Given its attempt to be both more rigorous scientifically and paying attention to the details that comprise the German soldier's cultural makeup and prime orienting values, this is a very readable and absorbing exploration of an "average" foot soldier involved up to his muddy ankles in the most outrageous and provocative battles in modern history. This is truly a story for the record books, one told with brutal frankness regarding the soldiers existential circumstances as well as his willful cooperation in the widespread and savage atrocities systematically ordered and committed all along the eastern front; this is a story deserving of your time and study. Imagine slogging through the heat and rain and mud and snow and ice of the campaign into and then through Poland and Russia, and retracing mile by mile, yard by yard, foot by foot as the Russians relentlessly push the 200 divisions of the German Army slowly and painfully back from all of the gains, inflicting murderous tolls along the way.
The portrait given is one revealing the levels of hardship, depravations, depravities, and extreme experiences of a common soldier involved in the most terrible and hard-fought campaign of World War Two, Operation Barbarossa. One sees how the culture from which they sprang made all of this possible, the savagery toward Russian civilians, the rampant anti-Semitism, and the butchering of everything that walked, crawled, or flew into their pathway. Indeed, the changes such experiences must make on any ordinary human being; the slow but inexorable metamorphosis from callow and self-assured young men to war and world weary cynics willing to do anything to see another tomorrow, and the vaguest hope of someday going back to home and the world, makes them into battle-hardened survivors who do what need to be done to protect themselves and their comrades with trained indifference.
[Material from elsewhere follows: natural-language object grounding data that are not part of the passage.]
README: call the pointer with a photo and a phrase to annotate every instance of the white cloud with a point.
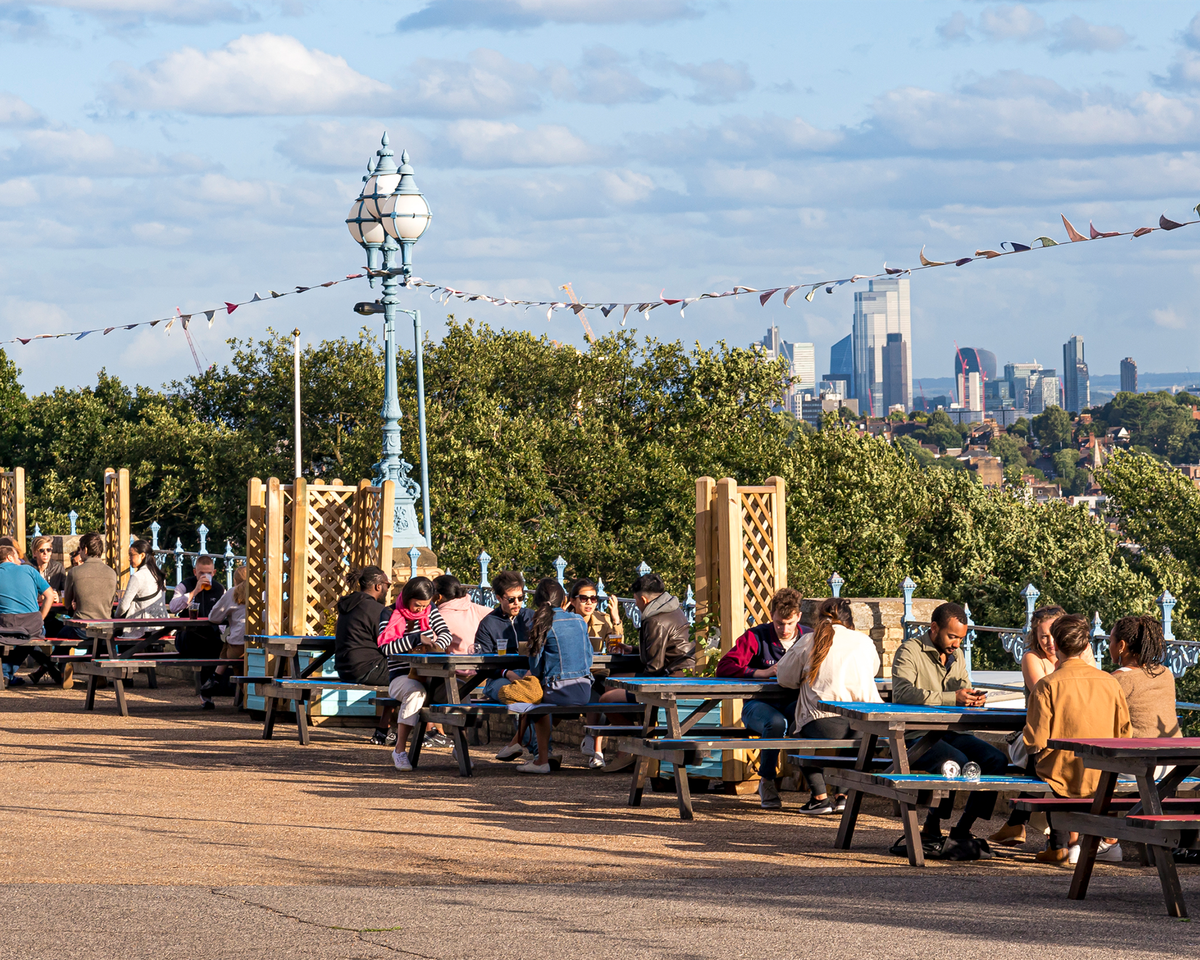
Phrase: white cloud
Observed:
(19, 192)
(1077, 35)
(1169, 318)
(15, 112)
(489, 143)
(253, 75)
(1014, 22)
(523, 15)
This is indeed a worthwhile and well-described (which is not to say easily read) story of a view of the Wehrmacht informed by a consideration of the social and cultural factors surrounding their participation in the barbarian behavior of the German Army in the Soviet Union and elsewhere. In the last analysis, it is in the close knit circles of comrades and friends that such things become possible, and the cultural background and social factors allowing these thousands of otherwise decent young men to willingly participate in the excesses of the Gernamn Army are much more understandable in light of the factors examined and discussed herein. Finally it comes down to living in the small community of buddies and surviving in that context that becomes paramount in the day-to-day experiences. This is, in that sense at least, a very moving and graphic document in describing such experiences, and should be read and understood by any serious student of WWII.